IRS issues proposed regulations for low-income community energy credit
On May 31, 2023, Treasury and the IRS released a notice of proposed rulemaking that provide additional detail on the procedures and criteria for taxpayers to apply for capacity limitation allocations to be able to receive increased tax credits for solar and wind facilities in low-income communities under section 48(e) of the Internal Revenue Code. The proposed regulations follow initial guidance that was released by the IRS and Treasury in February.
The Act created bonus investment tax credits for certain projects in low-income communities that meet certain criteria. Projects that meet this criterion, have the potential to receive increased credit amounts of 10 or 20 percentage points. The tax credit program has an annual limitation of 1.8 gigawatts of direct current capacity in both 2023 and 2024. In order to receive the increased tax credit, companies will need to apply for capacity limitation.
The proposed rules define key terms related to the program, provide information about the application process, and provide guidance on post-allocation compliance that would be required for applicants for 2023 allocations. Notably, in the proposed rules, Treasury and the IRS state that they plan to issue further guidance later this year that provides thorough procedures for 2023 applicants. The proposed rules describe the selection process and the procedures the IRS intends to implement to ensure that allocations are efficiently awarded to facilities that advance the program’s goals.
With respect to the defining of key terms, the proposed rules define energy storage technology installed in connection with a solar or wind facility, ’financial benefits’ that projects need to provide to tenants and low-income households in order to qualify for the potential 20 percentage point bonus credit, and what it means for a project to be located in a low-income community or on tribal land.
The proposed rules also define what a ’qualified solar and wind facility’ eligible for the bonus credit is. The program rules require eligible projects to have a maximum net output of less than 5 megawatts (as measured in alternating current). In the proposed rules, however, Treasury and the IRS expressed their reservations stating their concerns as to how applicants might attempt to get around this limit by dividing large projects into multiple facilities. As such, as a way to circumvent this from happening, Treasury and the IRS are proposing that multiple solar or wind energy properties or facilities that are operated as part of a single project would be aggregated and treated as a single facility.

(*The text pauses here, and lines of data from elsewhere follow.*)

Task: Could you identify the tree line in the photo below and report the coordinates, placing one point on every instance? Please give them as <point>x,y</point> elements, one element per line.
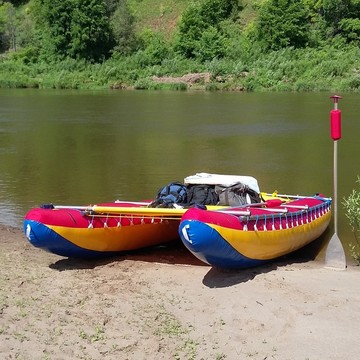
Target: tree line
<point>94,31</point>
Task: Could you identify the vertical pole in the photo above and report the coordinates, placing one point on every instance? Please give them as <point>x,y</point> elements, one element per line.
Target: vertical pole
<point>335,255</point>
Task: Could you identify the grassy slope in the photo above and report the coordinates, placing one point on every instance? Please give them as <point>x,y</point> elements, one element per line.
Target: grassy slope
<point>163,15</point>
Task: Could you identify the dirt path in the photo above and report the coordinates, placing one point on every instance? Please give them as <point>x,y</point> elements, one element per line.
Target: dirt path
<point>164,304</point>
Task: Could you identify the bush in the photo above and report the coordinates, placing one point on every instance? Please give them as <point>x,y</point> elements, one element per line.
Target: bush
<point>352,212</point>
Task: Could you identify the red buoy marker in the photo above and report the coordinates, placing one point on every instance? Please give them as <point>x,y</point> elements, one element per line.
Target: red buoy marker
<point>335,255</point>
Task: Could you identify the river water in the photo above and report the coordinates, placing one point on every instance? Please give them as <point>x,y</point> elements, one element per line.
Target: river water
<point>76,147</point>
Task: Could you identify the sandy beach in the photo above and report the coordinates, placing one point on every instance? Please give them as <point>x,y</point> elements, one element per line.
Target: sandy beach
<point>164,304</point>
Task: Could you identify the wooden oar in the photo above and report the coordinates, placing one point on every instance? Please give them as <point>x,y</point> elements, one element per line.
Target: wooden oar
<point>335,254</point>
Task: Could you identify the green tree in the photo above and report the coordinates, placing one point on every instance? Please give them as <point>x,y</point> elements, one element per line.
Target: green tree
<point>283,23</point>
<point>90,34</point>
<point>123,27</point>
<point>201,24</point>
<point>8,26</point>
<point>76,28</point>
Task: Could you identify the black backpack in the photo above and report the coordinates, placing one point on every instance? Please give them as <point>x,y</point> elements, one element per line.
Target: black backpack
<point>237,194</point>
<point>201,195</point>
<point>167,196</point>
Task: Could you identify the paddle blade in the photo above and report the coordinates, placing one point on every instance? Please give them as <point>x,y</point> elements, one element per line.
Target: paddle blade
<point>335,255</point>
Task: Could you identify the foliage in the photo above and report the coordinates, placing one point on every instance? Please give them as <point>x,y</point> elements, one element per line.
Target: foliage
<point>283,23</point>
<point>352,212</point>
<point>76,28</point>
<point>123,27</point>
<point>285,45</point>
<point>200,33</point>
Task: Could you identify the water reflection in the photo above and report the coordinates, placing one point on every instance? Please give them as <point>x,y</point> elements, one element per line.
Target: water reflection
<point>73,147</point>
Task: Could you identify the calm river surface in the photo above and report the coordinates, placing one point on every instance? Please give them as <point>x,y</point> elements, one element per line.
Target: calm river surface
<point>75,147</point>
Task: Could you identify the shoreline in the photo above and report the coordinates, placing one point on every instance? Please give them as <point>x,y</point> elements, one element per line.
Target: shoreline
<point>163,303</point>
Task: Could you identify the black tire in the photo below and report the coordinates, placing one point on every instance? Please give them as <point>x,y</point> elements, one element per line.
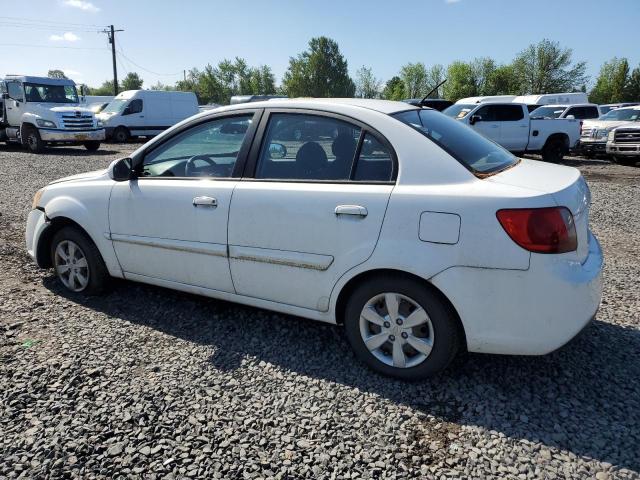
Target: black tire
<point>120,135</point>
<point>446,332</point>
<point>554,150</point>
<point>626,161</point>
<point>98,275</point>
<point>92,146</point>
<point>31,139</point>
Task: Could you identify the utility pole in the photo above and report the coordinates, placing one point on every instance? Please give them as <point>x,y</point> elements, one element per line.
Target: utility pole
<point>111,32</point>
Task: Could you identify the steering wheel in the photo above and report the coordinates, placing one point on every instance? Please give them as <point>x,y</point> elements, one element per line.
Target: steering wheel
<point>190,168</point>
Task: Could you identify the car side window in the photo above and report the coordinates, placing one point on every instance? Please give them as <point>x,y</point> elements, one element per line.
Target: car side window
<point>487,113</point>
<point>206,150</point>
<point>509,113</point>
<point>375,163</point>
<point>135,106</point>
<point>307,147</point>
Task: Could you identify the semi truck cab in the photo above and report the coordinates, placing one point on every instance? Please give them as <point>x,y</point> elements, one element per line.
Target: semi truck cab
<point>40,111</point>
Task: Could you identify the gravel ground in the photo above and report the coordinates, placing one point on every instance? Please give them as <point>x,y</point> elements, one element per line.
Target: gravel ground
<point>146,382</point>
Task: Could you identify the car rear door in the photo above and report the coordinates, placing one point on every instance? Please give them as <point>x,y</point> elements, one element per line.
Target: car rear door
<point>486,123</point>
<point>311,207</point>
<point>514,126</point>
<point>170,224</point>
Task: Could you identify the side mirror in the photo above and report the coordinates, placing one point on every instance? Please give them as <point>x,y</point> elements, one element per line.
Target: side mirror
<point>277,151</point>
<point>121,170</point>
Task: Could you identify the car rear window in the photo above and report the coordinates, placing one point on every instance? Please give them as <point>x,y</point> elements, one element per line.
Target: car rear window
<point>477,153</point>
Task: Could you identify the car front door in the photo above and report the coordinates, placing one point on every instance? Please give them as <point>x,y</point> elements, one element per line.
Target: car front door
<point>170,223</point>
<point>486,123</point>
<point>313,208</point>
<point>514,127</point>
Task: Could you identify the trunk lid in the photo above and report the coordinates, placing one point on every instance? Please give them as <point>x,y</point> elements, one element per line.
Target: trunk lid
<point>564,184</point>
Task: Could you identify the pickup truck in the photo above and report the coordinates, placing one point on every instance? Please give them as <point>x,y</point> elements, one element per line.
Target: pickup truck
<point>623,144</point>
<point>509,125</point>
<point>594,135</point>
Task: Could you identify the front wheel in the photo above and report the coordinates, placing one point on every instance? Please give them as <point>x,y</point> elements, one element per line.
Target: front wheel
<point>78,263</point>
<point>553,150</point>
<point>627,161</point>
<point>92,146</point>
<point>31,139</point>
<point>400,328</point>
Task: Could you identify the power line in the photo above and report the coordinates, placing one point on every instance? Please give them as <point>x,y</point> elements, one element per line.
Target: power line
<point>48,46</point>
<point>49,22</point>
<point>43,27</point>
<point>145,69</point>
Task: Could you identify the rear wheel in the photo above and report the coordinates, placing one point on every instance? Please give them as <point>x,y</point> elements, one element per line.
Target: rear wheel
<point>627,161</point>
<point>399,328</point>
<point>553,150</point>
<point>120,135</point>
<point>31,139</point>
<point>78,263</point>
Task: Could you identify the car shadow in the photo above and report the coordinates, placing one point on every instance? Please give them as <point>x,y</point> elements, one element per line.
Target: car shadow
<point>572,399</point>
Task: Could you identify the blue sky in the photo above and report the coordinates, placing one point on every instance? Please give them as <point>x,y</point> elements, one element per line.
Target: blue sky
<point>167,37</point>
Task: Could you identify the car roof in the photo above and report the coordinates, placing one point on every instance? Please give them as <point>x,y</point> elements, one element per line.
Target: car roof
<point>382,106</point>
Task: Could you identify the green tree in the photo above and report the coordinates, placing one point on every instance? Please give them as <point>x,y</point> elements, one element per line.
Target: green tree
<point>460,81</point>
<point>545,67</point>
<point>414,77</point>
<point>435,75</point>
<point>132,82</point>
<point>367,85</point>
<point>320,71</point>
<point>502,81</point>
<point>632,90</point>
<point>611,84</point>
<point>394,89</point>
<point>56,74</point>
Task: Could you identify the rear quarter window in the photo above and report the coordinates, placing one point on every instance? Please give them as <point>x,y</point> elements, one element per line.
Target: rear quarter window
<point>478,154</point>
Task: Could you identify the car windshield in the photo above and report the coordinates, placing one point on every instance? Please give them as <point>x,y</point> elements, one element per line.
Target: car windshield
<point>117,105</point>
<point>37,92</point>
<point>630,114</point>
<point>477,153</point>
<point>548,112</point>
<point>458,110</point>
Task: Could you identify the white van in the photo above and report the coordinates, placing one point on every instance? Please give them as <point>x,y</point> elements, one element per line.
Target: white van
<point>485,99</point>
<point>570,98</point>
<point>146,112</point>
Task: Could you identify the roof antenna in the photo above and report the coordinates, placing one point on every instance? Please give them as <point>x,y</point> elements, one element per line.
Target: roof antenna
<point>421,102</point>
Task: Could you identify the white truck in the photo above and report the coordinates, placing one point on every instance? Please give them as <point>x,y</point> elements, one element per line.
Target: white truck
<point>41,111</point>
<point>509,125</point>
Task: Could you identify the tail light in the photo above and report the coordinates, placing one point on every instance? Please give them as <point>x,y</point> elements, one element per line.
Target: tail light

Similar to the February guidance, Treasury and the IRS provide that projects that were placed in service before receiving an allocation would be ineligible for the bonus credit. While some major solar industry groups have expressed concern about this requirement, Treasury and the IRS defended the requirement in their explanation of the proposed rules, saying that ’facilities that were placed in service prior to the allocation process do not increase adoption of and access to renewable energy facilities as compared to the absence of the Low-Income Communities Bonus Credit Program.’
Washington National Tax takeaways
With the issuance of the proposed regulations, taxpayers pursuing wind and solar projects in an eligible low-income community should carefully consider all of the guidance released in efforts to qualify for the program. Notably, both Treasury and the IRS have stated they are interested in comments from taxpayers about whether definitions and requirements in the proposed rules should apply to subsequent years in addition to 2023. These comments are due no later than June 30th, 2023.